2016

I've kept this blog, on and off, since 2006. In 2015 I used it to chart daily encounters, images, thoughts and feelings about volcanic basalt/bluestone in Melbourne and Victoria, especially in the first part of the year. I plan to write a book provisionally titled Bluestone: An Emotional History, about human uses of and feelings for bluestone. But I am also working on quite a few other projects and a big grant application, especially now I am on research leave. I'm working mostly from home, then, for six months, and will need online sociability for company!


Wednesday, May 27, 2009

Home from the Country of the Sick

So, I'm on this clinical trial, right? When I started my treatment, I was seeing the oncologist every three months; and every six months would fill out an odd questionnaire that investigates things like one's experience of hot flushes, depression, joint pain, mood swings, vaginal dryness, insomnia. All the expected joys of chemically-induced menopause, then, plus the less common side-effects of tamoxifen and triptorelin, the trial drug: various forms of osteoarthrities, DVT, coronary failure, etc.

Gradually, as I continue to thrive, and show no sign of any recurrence of a tumour, I've been seeing Mitchell less and less, until yesterday, when, after a discussion mostly about New York, Daniel Barenboim, and the difficulties of the Australian university system, he suggested I don't need to see him for another twelve months. "We're going to let you off the leash," he said to me six months ago.

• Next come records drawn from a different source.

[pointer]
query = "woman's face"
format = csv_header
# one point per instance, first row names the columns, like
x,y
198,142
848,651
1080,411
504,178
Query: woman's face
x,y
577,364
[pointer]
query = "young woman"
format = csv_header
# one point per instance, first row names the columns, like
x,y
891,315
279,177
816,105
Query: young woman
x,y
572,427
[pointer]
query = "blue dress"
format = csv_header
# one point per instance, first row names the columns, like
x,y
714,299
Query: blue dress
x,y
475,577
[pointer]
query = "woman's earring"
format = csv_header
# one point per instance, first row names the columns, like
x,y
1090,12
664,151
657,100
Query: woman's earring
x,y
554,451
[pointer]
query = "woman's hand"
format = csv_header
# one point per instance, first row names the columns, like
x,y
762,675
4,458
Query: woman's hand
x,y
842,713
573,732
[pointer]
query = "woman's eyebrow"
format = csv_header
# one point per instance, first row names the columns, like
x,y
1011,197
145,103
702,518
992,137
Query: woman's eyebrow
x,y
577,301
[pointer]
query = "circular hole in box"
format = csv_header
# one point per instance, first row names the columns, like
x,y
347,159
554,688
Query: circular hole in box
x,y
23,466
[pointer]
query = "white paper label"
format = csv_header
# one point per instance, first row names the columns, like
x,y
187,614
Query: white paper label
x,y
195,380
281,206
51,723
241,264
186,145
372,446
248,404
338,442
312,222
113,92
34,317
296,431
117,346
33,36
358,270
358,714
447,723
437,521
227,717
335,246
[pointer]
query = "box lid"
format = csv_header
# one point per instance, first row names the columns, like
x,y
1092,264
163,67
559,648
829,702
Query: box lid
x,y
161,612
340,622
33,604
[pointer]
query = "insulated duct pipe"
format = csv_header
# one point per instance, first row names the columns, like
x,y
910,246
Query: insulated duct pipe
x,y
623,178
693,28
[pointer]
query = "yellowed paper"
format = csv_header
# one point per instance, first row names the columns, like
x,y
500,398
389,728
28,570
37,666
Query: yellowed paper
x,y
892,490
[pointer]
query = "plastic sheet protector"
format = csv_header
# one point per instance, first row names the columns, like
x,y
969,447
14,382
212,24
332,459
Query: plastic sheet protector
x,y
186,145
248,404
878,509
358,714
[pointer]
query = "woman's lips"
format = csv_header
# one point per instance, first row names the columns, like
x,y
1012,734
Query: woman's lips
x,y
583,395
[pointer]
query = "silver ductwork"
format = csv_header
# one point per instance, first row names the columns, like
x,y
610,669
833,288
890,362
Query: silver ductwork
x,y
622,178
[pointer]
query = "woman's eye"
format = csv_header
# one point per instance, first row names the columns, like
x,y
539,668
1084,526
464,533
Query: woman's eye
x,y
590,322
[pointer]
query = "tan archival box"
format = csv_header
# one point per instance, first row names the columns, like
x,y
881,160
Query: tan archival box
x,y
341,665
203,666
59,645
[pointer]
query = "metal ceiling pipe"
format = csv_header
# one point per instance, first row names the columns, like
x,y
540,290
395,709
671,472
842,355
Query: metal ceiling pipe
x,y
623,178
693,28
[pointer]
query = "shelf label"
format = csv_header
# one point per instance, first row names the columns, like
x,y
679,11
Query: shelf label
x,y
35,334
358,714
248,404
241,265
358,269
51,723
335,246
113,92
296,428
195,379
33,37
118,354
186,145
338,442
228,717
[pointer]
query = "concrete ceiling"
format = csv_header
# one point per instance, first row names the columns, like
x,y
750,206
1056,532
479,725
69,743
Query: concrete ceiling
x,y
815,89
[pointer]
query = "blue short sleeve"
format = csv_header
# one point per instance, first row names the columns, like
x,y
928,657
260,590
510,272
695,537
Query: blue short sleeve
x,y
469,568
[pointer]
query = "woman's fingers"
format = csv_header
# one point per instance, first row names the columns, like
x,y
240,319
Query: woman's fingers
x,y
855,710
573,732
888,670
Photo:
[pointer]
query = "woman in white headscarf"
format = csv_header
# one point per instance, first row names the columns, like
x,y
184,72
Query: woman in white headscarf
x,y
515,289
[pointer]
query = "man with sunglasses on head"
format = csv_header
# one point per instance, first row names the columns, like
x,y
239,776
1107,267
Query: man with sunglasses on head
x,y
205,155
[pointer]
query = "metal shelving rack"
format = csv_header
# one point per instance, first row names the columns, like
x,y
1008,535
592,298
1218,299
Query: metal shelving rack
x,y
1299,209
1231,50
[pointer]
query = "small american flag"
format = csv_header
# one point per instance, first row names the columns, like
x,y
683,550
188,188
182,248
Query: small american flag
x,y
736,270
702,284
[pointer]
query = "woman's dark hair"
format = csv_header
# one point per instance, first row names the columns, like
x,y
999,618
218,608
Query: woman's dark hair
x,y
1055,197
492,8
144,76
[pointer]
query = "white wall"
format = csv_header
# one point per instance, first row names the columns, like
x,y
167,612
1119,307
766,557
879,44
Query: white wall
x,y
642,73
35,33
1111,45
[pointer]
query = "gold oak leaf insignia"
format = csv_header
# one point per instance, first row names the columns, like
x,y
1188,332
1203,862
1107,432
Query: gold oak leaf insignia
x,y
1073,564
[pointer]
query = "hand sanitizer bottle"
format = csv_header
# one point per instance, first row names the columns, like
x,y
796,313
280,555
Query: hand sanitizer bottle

We also had the discussion we have most times about whether I should have my ovaries removed; and I'm glad to say there now seems no real reason to do this.

The symptoms of the drugs have settled down somewhat, I'm glad to say, and while I still have another two and half years of daily Tamoxifen, plus monthly injections of Triptorelin, and while I still have to line up for an annual mammogram, ultrasound and review with Suzanne, my surgeon, for the next few Octobers, it seems I am on the homeward journey from Sontag's country of the sick, on my way to rejoining the women of my age with just the usual and ordinary struggles of menopause and the usual risk of breast cancer.

If you'd asked me, two years ago, how I'd feel about seeing Mitchell only once a year, I would have had a bit of a panic: I quite liked being under his regular care. Now I feel quite secure about it. And perhaps that's what he sensed; and perhaps that's what's encouraged him to cancel my visa to the country of the sick, and send me home.

3 comments:

Jeffrey Cohen said...

So great to wake up to a post like that.

Myra Seaman said...

That's fantastic, Stephanie!

This old world is a new world said...

Thanks, you two. Yes, every little stage of good news is worth celebrating, in my book!